SQL language is the most loved and supported language to work with data. It goes back in the early 1970s when it first hit the ground running. Since that time, the language has been developing with fast pace. The latest language standard is SQL 2016 which includes a great deal of new features.
Data transformation is well supported by SQL language. Price decline is one of the transformation topics used in recovery audit. Source data which contains a snapshot of prices in time is transformed into short form where extracted only moments of time with price decreases. It can be achieved with comparing previous price with current one in a loop.

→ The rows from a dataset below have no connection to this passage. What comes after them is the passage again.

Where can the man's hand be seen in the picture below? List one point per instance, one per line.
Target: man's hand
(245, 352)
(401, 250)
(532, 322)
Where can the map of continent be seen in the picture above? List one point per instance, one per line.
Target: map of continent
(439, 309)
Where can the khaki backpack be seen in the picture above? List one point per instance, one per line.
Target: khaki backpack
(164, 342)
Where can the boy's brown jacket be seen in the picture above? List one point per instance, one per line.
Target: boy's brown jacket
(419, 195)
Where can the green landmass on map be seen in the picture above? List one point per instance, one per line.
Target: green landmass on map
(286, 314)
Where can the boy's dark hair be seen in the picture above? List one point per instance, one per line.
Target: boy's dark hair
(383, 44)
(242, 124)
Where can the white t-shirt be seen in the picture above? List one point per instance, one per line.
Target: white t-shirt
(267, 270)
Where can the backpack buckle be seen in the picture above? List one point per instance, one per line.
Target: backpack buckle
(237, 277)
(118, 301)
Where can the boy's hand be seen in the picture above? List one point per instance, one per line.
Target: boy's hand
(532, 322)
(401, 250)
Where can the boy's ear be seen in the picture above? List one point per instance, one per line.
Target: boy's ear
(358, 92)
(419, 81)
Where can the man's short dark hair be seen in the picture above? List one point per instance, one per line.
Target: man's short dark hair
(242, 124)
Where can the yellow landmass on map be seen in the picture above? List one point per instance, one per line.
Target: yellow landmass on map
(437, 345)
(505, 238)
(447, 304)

The evolution of SQL language can be represented with price decline transformation. The transformation might be done by means of different techniques and SQL language helps in it perfectly. It will be considered 3 different methods to accomplish the price decline transformation. Each method shows improvements in SQL language. We start from the oldest, slowest, and time-consuming process and finish with the latest way included in SQL 2016 standard. I would say that the latest one is not easy to understand comparing with the oldest one which is the way how people naturally proceed with data transformation.

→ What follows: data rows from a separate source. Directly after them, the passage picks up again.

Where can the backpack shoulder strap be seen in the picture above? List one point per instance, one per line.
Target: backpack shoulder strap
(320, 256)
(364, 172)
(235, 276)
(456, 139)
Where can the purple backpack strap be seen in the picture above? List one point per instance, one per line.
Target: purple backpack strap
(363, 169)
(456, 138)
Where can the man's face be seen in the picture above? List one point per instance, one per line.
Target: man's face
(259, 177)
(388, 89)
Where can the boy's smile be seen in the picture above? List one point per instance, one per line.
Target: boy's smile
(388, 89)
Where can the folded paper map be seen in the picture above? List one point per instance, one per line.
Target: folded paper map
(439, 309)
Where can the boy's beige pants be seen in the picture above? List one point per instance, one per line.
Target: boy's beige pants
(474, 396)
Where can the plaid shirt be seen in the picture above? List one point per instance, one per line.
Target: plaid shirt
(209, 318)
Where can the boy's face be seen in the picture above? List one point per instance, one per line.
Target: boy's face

Starburst 369-e distribution of Trino and Microsoft SQL Server 2019 are used as SQL engines to transform data.
Source data
There are 2 different customers who have ordered an item.
Data transformation result
The output is partitioned by customers, so each customer has his/her price changes.
Cursor
The sample is developed only in Microsoft SQL Server as Trino doesn't support cursors and structured programming.
The first step is to sort data, and then loop through data comparing customer_id and the previous price with the current one. If the current price is less than previous one, this record is stored in an output table. As you can see, we need to create multiple variables and an output table. Also, WHILE
and IF
structure control calculation logic.
DECLARE @CustomerID VARCHAR(10), @OrderDate AS DATE, @Price AS INTEGER;
DECLARE @CurrentCustomerID VARCHAR(10), @CurrentOrderDate AS DATE, @CurrentPrice AS INTEGER;
DECLARE @tblResult AS TABLE(customer_id VARCHAR(10), old_price INTEGER, old_price_date DATE, new_price INTEGER, price_decrease_date DATE, difference INTEGER);
DECLARE cur_orders CURSOR FOR
SELECT *
FROM (VALUES
('cust_1', CAST('2020-05-11' AS DATE), 100),
('cust_1', CAST('2020-05-12' AS DATE), 200),
('cust_2', CAST('2020-05-13' AS DATE), 8),
('cust_1', CAST('2020-05-14' AS DATE), 100),
('cust_2', CAST('2020-05-15' AS DATE), 4),
('cust_1', CAST('2020-05-16' AS DATE), 50),
('cust_1', CAST('2020-05-17' AS DATE), 100),
('cust_2', CAST('2020-05-18' AS DATE), 6),
('cust_2', CAST('2020-05-20' AS DATE), 3)) AS orders(customer_id, order_date, price)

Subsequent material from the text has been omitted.